I made a few spelling mistakes and I forgot to finish a sentence. I meant to say your capable of doing college level work especially if lack of family support or something happening to a family member is interfering with school. It has been six years since my grandpa passed away, still feel just as depressed as I did the day he passed away, and I miss him very much everyday.

@raclut Since you think that I’m just making excuses why bother. You don’t believe a word that I said so whatever. I hate people who don’t even take the time to read what I freakin wrote but who cares at this point.

I meant @SuperGeo5999 sorry for your loss

@Ristretto did I seem helpful or was I just as insulting as some of the other people who commented on this thread?

@SuperGeo5999 You were definitely more helpful and not as condescending as the other two

Your mentality is the reason you’re failing. You’re mad because people are blaming you for YOUR own failures? Who else’s fault could it be??? The truth is you are indeed making excuses for yourself. Your family didn’t finish freshman year with a .76 GPA. YOU did. It’s mean but it’s the truth.

I know not having a supportive family can be detrimental but there are sooo many other ways to get help. I’m sure your school has a counseling center. Your friends. Your professors. Don’t just say “Oh well my family can’t help so there’s nothing I can do”. There IS something you can do, ALWAYS. Don’t give up on yourself!

You have to grow up and take responsibility. I’ve known too many people with your mentality. They flunk a class and say “Well the professor wasn’t fair!” or “My family didn’t help!” or “I don’t know how to study” or something else that is honestly completely remediable. No one wants to or is going to hold your hand through college.

No one here is trying to give you advice that they don’t think will help you. You have to evaluate yourself, figure out what changes in your life need to be made, and make them.

I really do apologize but you can’t pour sugar over a .76 GPA.

You created your own failures. But remember you can create your own SUCCESSES too.

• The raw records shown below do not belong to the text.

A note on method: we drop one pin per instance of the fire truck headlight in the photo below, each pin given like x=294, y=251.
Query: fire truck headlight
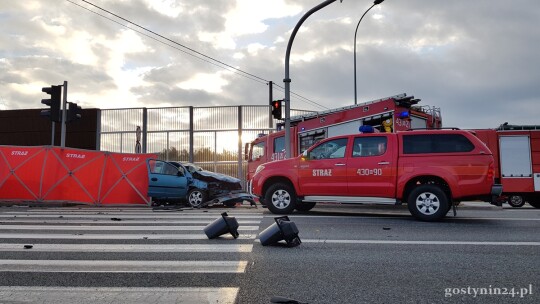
x=259, y=169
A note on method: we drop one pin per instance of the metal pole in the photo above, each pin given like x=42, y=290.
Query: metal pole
x=63, y=122
x=191, y=136
x=240, y=158
x=145, y=130
x=270, y=99
x=374, y=3
x=287, y=80
x=52, y=134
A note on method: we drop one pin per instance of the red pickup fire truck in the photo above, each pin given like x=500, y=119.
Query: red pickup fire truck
x=390, y=114
x=426, y=169
x=516, y=149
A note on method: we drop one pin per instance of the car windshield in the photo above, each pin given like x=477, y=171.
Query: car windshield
x=193, y=168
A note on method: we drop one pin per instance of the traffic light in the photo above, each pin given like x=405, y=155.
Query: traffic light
x=74, y=112
x=54, y=102
x=276, y=108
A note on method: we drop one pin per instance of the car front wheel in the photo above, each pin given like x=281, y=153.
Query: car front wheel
x=196, y=198
x=428, y=203
x=280, y=198
x=516, y=201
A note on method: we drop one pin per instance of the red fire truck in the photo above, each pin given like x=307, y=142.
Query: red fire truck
x=390, y=114
x=516, y=150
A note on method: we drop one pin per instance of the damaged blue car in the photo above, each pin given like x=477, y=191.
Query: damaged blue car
x=201, y=187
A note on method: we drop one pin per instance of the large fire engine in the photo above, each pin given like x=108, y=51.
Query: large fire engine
x=390, y=114
x=516, y=150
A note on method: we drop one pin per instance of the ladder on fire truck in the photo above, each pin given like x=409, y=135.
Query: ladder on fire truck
x=506, y=127
x=400, y=97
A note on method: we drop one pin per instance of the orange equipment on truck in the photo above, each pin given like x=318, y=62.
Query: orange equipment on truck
x=390, y=114
x=516, y=149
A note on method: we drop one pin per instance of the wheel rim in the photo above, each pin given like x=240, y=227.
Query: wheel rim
x=515, y=200
x=281, y=199
x=427, y=203
x=195, y=198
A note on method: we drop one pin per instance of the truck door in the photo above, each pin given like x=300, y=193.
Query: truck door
x=371, y=168
x=323, y=170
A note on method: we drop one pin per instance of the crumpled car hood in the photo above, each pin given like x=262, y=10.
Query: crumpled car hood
x=209, y=176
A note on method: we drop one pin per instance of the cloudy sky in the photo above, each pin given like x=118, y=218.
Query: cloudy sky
x=476, y=60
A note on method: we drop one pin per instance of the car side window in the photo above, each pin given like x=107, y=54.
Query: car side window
x=160, y=167
x=369, y=146
x=329, y=149
x=436, y=143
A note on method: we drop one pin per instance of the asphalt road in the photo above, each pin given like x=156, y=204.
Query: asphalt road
x=348, y=255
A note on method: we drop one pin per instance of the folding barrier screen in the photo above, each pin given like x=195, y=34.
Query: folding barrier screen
x=53, y=174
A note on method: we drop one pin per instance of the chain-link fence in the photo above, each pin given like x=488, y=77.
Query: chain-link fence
x=211, y=137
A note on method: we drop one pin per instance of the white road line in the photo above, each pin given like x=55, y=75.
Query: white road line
x=384, y=242
x=66, y=236
x=108, y=266
x=131, y=295
x=115, y=228
x=152, y=248
x=395, y=216
x=125, y=216
x=121, y=222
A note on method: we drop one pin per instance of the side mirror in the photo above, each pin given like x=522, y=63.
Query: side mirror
x=282, y=229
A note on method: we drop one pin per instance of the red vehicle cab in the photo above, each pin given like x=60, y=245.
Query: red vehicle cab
x=428, y=170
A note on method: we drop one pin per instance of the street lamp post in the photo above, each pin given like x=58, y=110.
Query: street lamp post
x=287, y=80
x=374, y=3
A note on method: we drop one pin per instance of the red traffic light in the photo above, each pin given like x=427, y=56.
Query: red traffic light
x=276, y=109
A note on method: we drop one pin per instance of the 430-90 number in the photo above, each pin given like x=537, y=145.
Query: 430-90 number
x=369, y=171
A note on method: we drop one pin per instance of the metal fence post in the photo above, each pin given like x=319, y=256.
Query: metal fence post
x=191, y=136
x=240, y=158
x=145, y=129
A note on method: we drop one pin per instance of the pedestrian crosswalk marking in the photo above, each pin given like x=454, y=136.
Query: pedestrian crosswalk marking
x=110, y=228
x=112, y=266
x=115, y=236
x=128, y=247
x=132, y=295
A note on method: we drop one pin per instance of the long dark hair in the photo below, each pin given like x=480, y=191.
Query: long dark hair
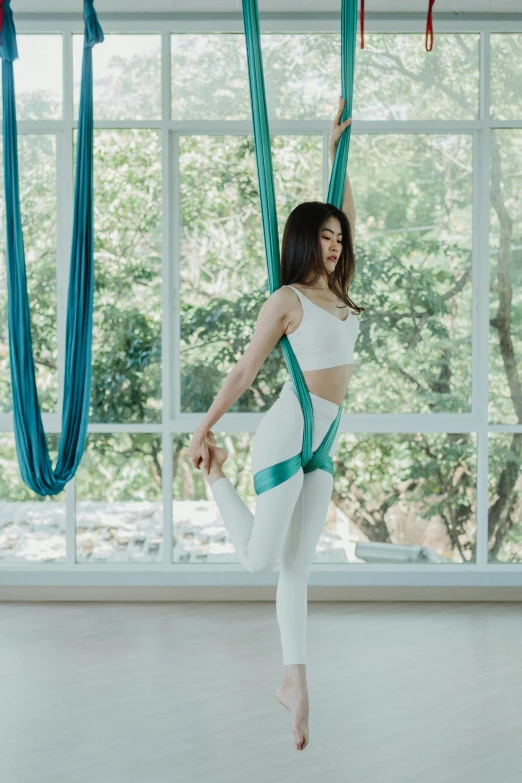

I actually did read your post. Take ownership of your academics. Make plans for how you are going to change your study habits so that you are successful. If you want to be treated as an adult then show yourself as taking responsibility for your education and your future. Hold yourself accountable for your actions and your results and don’t blame others if things don’t go according to your plain. There is nothing your parents could have done to help you improve your grades. They couldn’t take the class for you. I know you mentioned your dad stopped making payments. Parents don’t usually tell their kids what their financial situation is especially if they are going through their own difficulties. Try being supportive of them instead of blaming them. You are getting honest feedback here. There is no use sugarcoating the truth because it is best to face reality and be proactive in correcting the situation. You can’t change the past but learn from it so that you make good decisions in the future. I am actually very familiar with VCU.

Make resolving your health issues a priority. Don’t ignore these issues.

http://talk.collegeconfidential.com/college-life/1920853-college-is-a-step-up-from-hs-16-tips-on-doing-well-in-college.html#latest

@raclut Again, your condescending attitude makes me feel less motivated. You clearly did not read my first two threads, or if you did, you pick and chose what words stood out to you. I told you the stpes I was taking but you insist that it is MY fault. You are a reminder of the type of people/family members I have to deal with.

@jamsbrother You obviously do not if you continue to blame me.